Consider your view of the future of the discipline, based on how you see its present state, and your place in it. How would you promote/have you promoted the study of Greek/Latin/Classics in your professional and non-professional spheres?

Although AM later recast this question (to emphasize promoting teaching) I think the original is better for my purposes. To paraphrase dead white male's tombs: Si promotio requiris circumspice. Everything I do online is about promoting Classics. I have long, long, long felt that professional organizations such as the APA and CAC long ago dropped the ball and totally missed the impact of the internet on the promotion of Classics to 'the next generation'. Sure, they have their websites and their outreach publications like Amphora, but I'm willing to bet that far more 'non-professionals' know about their existence from MY efforts than the APA's. But we should be realistic, I suppose, and recognize that the folks who run the big professional organizations tend to be those who do not, e.g., watch the Simpsons three or four times a day. They are not 'in touch' with the constituency they would like to reach out to and in such cases, it is necessary for those of us on the outside to pick up the ball.
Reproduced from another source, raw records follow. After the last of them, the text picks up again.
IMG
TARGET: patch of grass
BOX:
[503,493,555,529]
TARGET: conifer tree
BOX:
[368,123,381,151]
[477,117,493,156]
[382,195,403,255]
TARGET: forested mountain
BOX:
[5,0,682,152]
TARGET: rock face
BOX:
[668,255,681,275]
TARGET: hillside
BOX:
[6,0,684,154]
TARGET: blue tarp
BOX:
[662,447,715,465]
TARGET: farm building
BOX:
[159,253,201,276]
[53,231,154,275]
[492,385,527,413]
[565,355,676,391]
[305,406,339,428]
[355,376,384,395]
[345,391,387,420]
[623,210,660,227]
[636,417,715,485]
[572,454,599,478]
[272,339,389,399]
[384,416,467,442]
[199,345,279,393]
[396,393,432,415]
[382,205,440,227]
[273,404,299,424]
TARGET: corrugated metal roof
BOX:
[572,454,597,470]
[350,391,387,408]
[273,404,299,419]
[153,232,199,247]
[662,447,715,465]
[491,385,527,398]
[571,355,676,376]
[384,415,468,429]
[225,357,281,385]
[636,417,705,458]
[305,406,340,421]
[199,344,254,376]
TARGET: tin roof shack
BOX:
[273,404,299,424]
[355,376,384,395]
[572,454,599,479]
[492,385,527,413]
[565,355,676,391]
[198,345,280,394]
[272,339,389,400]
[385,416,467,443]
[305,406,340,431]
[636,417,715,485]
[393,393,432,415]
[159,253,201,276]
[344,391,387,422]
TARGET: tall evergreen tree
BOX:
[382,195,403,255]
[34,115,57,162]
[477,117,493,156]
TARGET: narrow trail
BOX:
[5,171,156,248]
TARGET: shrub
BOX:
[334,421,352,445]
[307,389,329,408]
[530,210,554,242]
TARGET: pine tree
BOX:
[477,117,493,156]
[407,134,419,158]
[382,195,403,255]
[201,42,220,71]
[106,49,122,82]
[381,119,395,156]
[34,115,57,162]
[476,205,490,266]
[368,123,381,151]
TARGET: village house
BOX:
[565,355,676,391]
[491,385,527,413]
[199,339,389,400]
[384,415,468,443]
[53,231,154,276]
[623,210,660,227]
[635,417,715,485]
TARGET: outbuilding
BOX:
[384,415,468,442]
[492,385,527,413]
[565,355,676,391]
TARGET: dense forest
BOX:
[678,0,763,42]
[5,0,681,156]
That's what rogueclassicism is all about. That's what Explorator is all about (although it grew beyond the Classical world). That's what my Ancient World on Television listings are all about. That's what teaching Latin online via the LatinStudy list is all about.
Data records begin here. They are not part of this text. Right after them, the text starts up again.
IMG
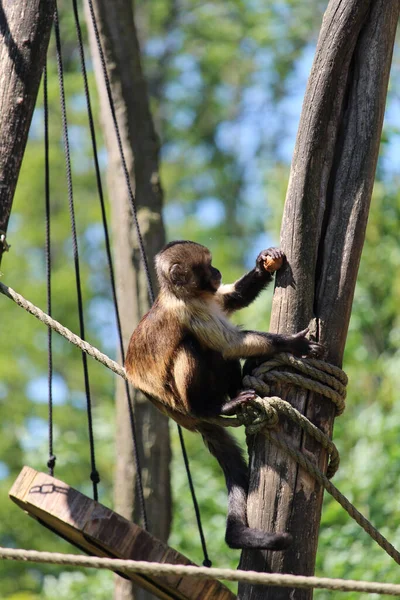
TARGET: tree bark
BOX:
[239,0,400,600]
[0,0,54,261]
[86,0,171,600]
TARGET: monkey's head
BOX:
[156,240,221,298]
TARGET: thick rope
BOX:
[265,429,400,565]
[237,353,400,564]
[0,548,400,596]
[250,352,347,415]
[0,282,127,379]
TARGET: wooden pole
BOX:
[0,0,54,261]
[86,0,171,600]
[239,0,400,600]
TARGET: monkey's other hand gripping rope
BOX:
[231,353,400,564]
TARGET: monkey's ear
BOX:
[169,263,190,285]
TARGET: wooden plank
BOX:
[9,467,236,600]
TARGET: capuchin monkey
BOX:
[125,241,323,550]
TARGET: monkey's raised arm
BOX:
[216,248,285,314]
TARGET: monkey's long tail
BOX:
[196,422,292,550]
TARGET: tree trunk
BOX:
[0,0,54,261]
[239,0,400,600]
[86,0,171,600]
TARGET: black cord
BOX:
[88,0,211,566]
[72,0,148,531]
[178,426,212,567]
[54,3,100,501]
[43,65,56,476]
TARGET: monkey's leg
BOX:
[197,423,292,550]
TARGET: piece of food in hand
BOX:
[264,254,284,273]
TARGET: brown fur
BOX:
[125,241,321,549]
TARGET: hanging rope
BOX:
[43,65,56,476]
[54,3,100,500]
[82,0,211,565]
[0,548,400,596]
[71,0,148,531]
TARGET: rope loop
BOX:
[250,352,348,415]
[237,352,348,479]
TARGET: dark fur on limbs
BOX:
[125,241,322,550]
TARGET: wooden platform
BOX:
[9,467,236,600]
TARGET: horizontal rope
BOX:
[265,429,400,565]
[0,548,400,596]
[0,282,127,379]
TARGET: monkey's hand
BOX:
[256,248,285,275]
[286,327,326,358]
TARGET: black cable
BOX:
[178,426,212,567]
[54,3,100,501]
[43,65,56,476]
[72,0,148,531]
[88,0,211,565]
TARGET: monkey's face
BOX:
[156,241,221,297]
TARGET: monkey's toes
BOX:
[221,390,257,417]
[308,342,327,359]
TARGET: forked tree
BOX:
[239,0,400,600]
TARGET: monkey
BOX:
[125,240,322,550]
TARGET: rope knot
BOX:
[236,397,279,435]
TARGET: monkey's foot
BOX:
[225,523,293,550]
[221,390,257,417]
[257,248,285,274]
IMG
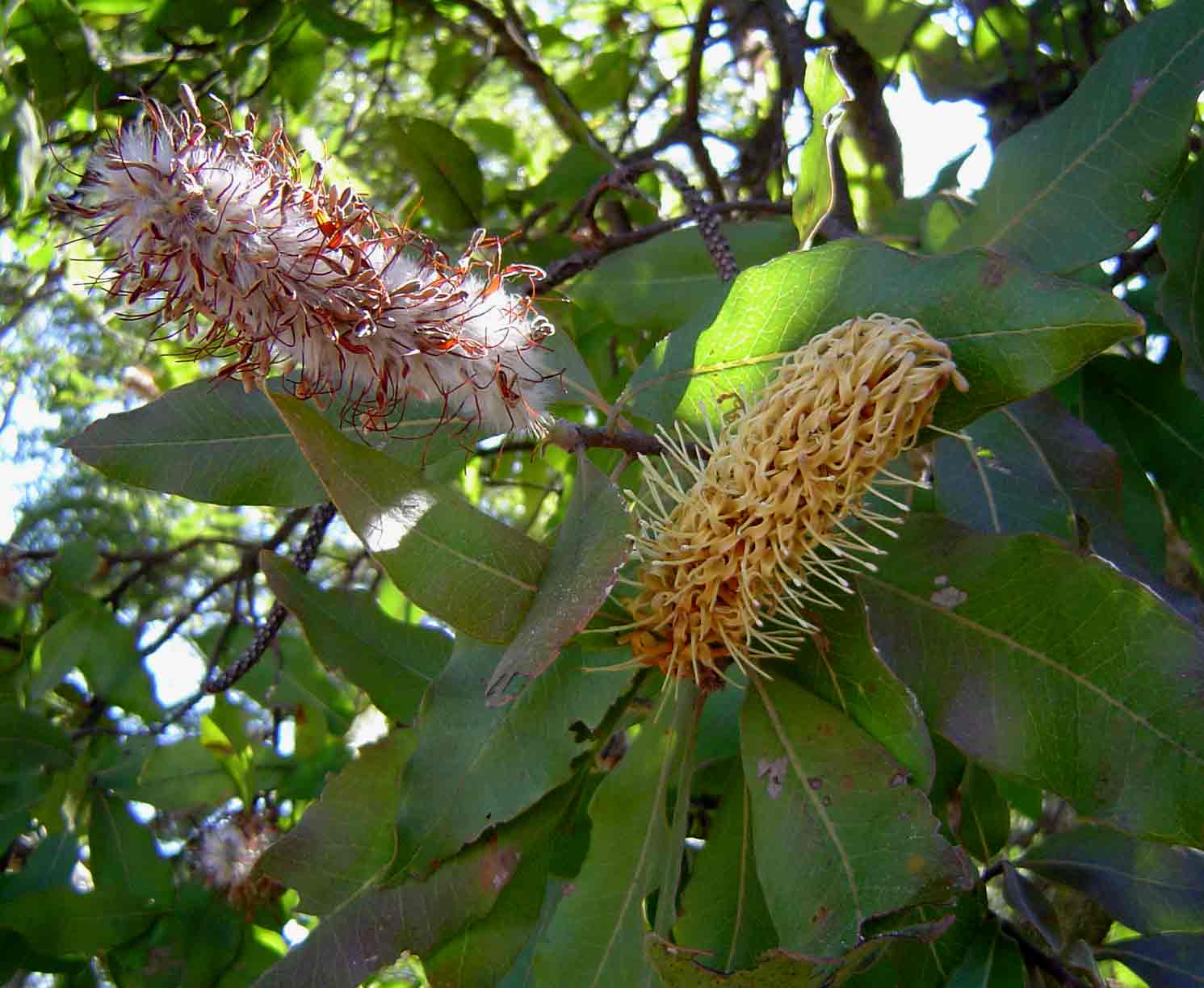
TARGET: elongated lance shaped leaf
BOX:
[66,378,473,507]
[394,635,630,875]
[259,552,451,723]
[791,48,849,245]
[271,395,547,642]
[1158,157,1204,368]
[255,729,414,916]
[535,715,680,988]
[619,240,1141,429]
[1016,826,1204,932]
[773,594,936,792]
[1097,932,1204,988]
[740,679,974,957]
[485,451,631,706]
[858,515,1204,845]
[255,787,572,988]
[947,0,1204,272]
[673,758,778,971]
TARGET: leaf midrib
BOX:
[858,574,1204,765]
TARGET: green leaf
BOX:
[0,703,74,775]
[302,0,377,46]
[949,762,1011,861]
[774,596,936,792]
[933,395,1170,582]
[88,792,176,907]
[113,738,251,812]
[66,378,472,507]
[1016,826,1204,932]
[621,240,1141,429]
[255,789,571,988]
[268,13,330,113]
[0,834,79,902]
[1096,932,1204,988]
[259,552,451,723]
[272,395,547,643]
[647,932,860,988]
[395,637,630,875]
[422,841,555,988]
[950,0,1204,272]
[850,888,988,988]
[207,626,355,734]
[105,882,245,988]
[1158,159,1204,368]
[740,680,974,957]
[0,888,162,957]
[255,731,414,916]
[823,0,929,63]
[1002,860,1062,954]
[5,0,98,113]
[949,923,1028,988]
[30,601,160,720]
[394,117,485,230]
[791,48,851,245]
[535,716,677,988]
[662,758,778,978]
[485,450,631,706]
[1082,355,1204,562]
[571,219,799,339]
[858,515,1204,844]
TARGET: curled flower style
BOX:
[619,314,968,689]
[52,86,560,434]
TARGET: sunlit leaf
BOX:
[394,637,630,875]
[260,552,451,723]
[1016,826,1204,932]
[623,240,1141,429]
[949,0,1204,272]
[66,379,472,507]
[1082,355,1204,570]
[88,793,176,906]
[792,48,849,245]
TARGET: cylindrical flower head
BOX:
[53,89,559,433]
[625,314,968,689]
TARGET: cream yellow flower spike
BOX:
[623,313,968,689]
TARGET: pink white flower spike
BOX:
[53,86,560,436]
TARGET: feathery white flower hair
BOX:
[52,86,560,434]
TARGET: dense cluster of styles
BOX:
[54,86,559,433]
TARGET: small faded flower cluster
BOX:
[615,314,968,689]
[196,814,284,910]
[52,86,560,434]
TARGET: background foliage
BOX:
[0,0,1204,988]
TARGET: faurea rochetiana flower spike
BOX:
[616,314,968,689]
[54,86,560,433]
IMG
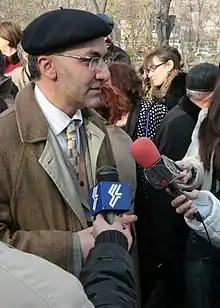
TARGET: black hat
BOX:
[21,9,112,55]
[186,63,219,92]
[97,14,115,30]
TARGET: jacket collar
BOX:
[179,95,201,122]
[15,82,105,143]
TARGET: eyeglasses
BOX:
[147,62,167,74]
[55,53,107,68]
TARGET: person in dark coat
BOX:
[146,63,219,308]
[144,46,186,110]
[98,14,131,64]
[0,214,136,308]
[0,52,18,113]
[156,63,219,161]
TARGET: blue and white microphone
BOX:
[89,166,131,224]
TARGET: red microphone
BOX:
[130,137,181,190]
[130,137,203,222]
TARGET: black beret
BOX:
[97,14,115,30]
[186,63,219,92]
[21,9,112,55]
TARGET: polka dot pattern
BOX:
[137,100,168,196]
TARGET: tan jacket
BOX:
[107,125,137,205]
[0,83,115,271]
[8,66,30,91]
[181,108,214,190]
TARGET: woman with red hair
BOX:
[98,62,168,304]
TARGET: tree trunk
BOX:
[156,0,176,46]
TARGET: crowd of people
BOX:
[0,8,220,308]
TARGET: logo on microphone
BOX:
[108,184,122,208]
[92,185,99,211]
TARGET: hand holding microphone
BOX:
[93,214,136,250]
[130,137,203,222]
[175,161,193,184]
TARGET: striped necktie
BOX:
[66,120,80,175]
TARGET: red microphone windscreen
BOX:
[130,137,160,168]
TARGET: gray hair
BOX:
[186,89,212,102]
[28,55,41,80]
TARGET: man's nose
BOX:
[147,71,152,78]
[96,63,111,82]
The latest 'evolutionary' phase of this personal outreach program has been the ClassiCarnival. As folks have probably noticed, rogueclassicism generally isn't about me (thank the gods) and you really don't know how much self-absorbed posts such as this one make me want to gag. As folks have probably also noticed over the past while, Classics-related blogs are popping up regularly and piles of new Classics resources are hitting the Internet and really were not being made aware to the Classics community (this, I would have thought, would be what the APA or CAC sites would have been doing). And so, while I was pondering updating my blogroll (which will actually disappear in the next day or so), it occurred to me how silly blogrolls are -- they are much akin to my students' bragging about how many addresses they have in their MSN Messenger address book. But hardly anyone ever goes to a blog or website from a blogroll (those of you with blogs who analyse the logs will probably confirm this). People will, however, go somewhere if they know why they're going there ... that's the whole idea behind Carnivals (collections of the best posts), and so the promotion via rc continues.
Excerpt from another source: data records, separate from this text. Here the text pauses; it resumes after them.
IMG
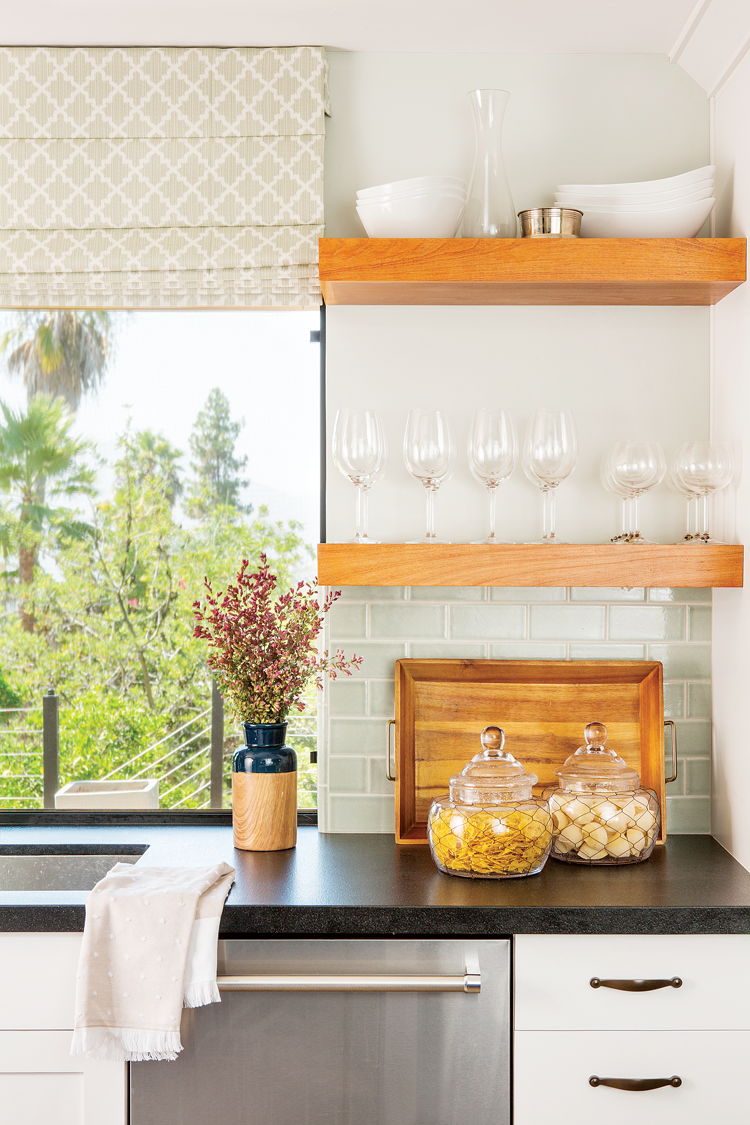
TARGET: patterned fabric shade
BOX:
[0,47,328,308]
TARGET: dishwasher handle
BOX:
[216,951,481,993]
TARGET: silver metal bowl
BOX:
[518,207,584,239]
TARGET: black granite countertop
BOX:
[0,827,750,937]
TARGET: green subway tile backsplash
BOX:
[687,684,711,719]
[412,586,487,602]
[528,605,607,640]
[318,586,712,833]
[687,605,711,641]
[450,605,526,640]
[570,586,645,602]
[649,586,713,605]
[609,605,688,640]
[368,602,448,640]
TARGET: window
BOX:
[0,311,319,811]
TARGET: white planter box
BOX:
[55,779,159,809]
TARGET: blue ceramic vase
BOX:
[232,722,297,852]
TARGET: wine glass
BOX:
[469,406,518,543]
[608,441,667,543]
[665,449,701,543]
[675,441,734,545]
[523,410,578,543]
[404,410,455,543]
[599,451,633,543]
[333,410,388,543]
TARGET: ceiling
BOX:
[0,0,706,54]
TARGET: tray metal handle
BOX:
[665,719,677,785]
[588,1074,683,1090]
[386,719,396,781]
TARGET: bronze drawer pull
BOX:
[589,977,683,992]
[588,1074,683,1090]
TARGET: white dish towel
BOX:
[71,863,235,1062]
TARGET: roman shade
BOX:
[0,47,327,308]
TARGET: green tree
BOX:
[0,395,96,632]
[119,429,182,507]
[188,387,252,519]
[0,308,112,413]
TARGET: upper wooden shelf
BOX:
[318,543,743,587]
[320,239,747,305]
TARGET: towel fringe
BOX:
[182,980,222,1008]
[71,1027,182,1062]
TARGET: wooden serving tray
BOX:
[396,660,667,844]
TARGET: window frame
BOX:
[0,303,327,828]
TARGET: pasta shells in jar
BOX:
[550,722,661,864]
[427,727,552,879]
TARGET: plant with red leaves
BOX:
[192,555,362,722]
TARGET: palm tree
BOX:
[0,395,96,632]
[0,308,112,412]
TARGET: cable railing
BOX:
[0,707,44,809]
[0,685,317,811]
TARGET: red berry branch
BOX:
[192,555,362,722]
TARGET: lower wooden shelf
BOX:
[318,543,744,587]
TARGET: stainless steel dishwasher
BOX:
[130,938,510,1125]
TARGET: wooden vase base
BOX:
[232,770,297,852]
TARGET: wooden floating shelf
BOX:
[319,239,747,305]
[318,543,744,587]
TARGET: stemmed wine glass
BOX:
[404,410,455,543]
[333,410,388,543]
[469,406,518,543]
[523,411,578,543]
[675,441,734,545]
[599,452,633,543]
[665,449,701,543]
[608,441,667,543]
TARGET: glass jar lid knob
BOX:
[584,722,607,750]
[479,727,508,758]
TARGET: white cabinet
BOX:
[514,935,750,1125]
[515,934,750,1032]
[514,1032,750,1125]
[0,1032,127,1125]
[0,934,127,1125]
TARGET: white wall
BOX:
[712,59,750,867]
[326,53,708,542]
[325,53,708,239]
[327,306,708,542]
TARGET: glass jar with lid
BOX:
[427,727,552,879]
[550,722,661,864]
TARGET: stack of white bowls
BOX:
[356,176,467,239]
[554,164,716,239]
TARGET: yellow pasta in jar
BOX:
[428,802,552,879]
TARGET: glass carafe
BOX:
[461,90,517,239]
[427,727,552,879]
[550,722,661,864]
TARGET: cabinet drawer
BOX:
[0,1032,127,1125]
[515,934,750,1031]
[0,934,83,1031]
[514,1032,750,1125]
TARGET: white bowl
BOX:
[356,196,466,239]
[554,180,714,207]
[558,188,714,215]
[356,176,467,199]
[356,188,467,207]
[580,199,715,239]
[557,164,716,196]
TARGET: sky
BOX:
[0,309,320,553]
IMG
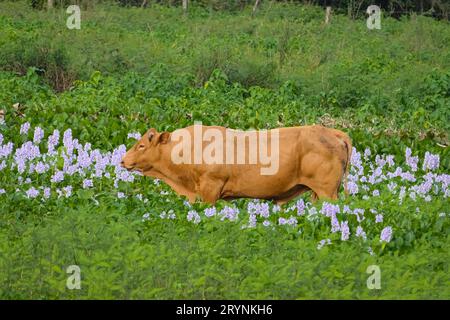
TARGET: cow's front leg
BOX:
[197,177,224,204]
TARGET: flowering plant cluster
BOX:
[0,122,450,254]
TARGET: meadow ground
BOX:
[0,1,450,299]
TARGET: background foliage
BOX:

Now as mentioned above, AM recast the question to have it take into account teaching as opposed to study. I don't think, however, that there is necessarily a distinction to be made in the case of my promotion efforts via rogueclassicism. I know for a fact that piles and piles of teachers at every level are making use of material from rogueclassicism, whether it be the daily features, some snippet of an archaeological discovery, or whatever. I'd like to think that knowledge that there are resources such as rc available (along with other things like the LatinTeach list, of course ... I'm not claiming exclusivity by any means) which provide things which are useful if you are a teacher help contribute to making teaching (and studying) Classics/Latin an attractive prospect.

Now I think it's time for a trip to the vomitorium (no ... not really, but you get the point).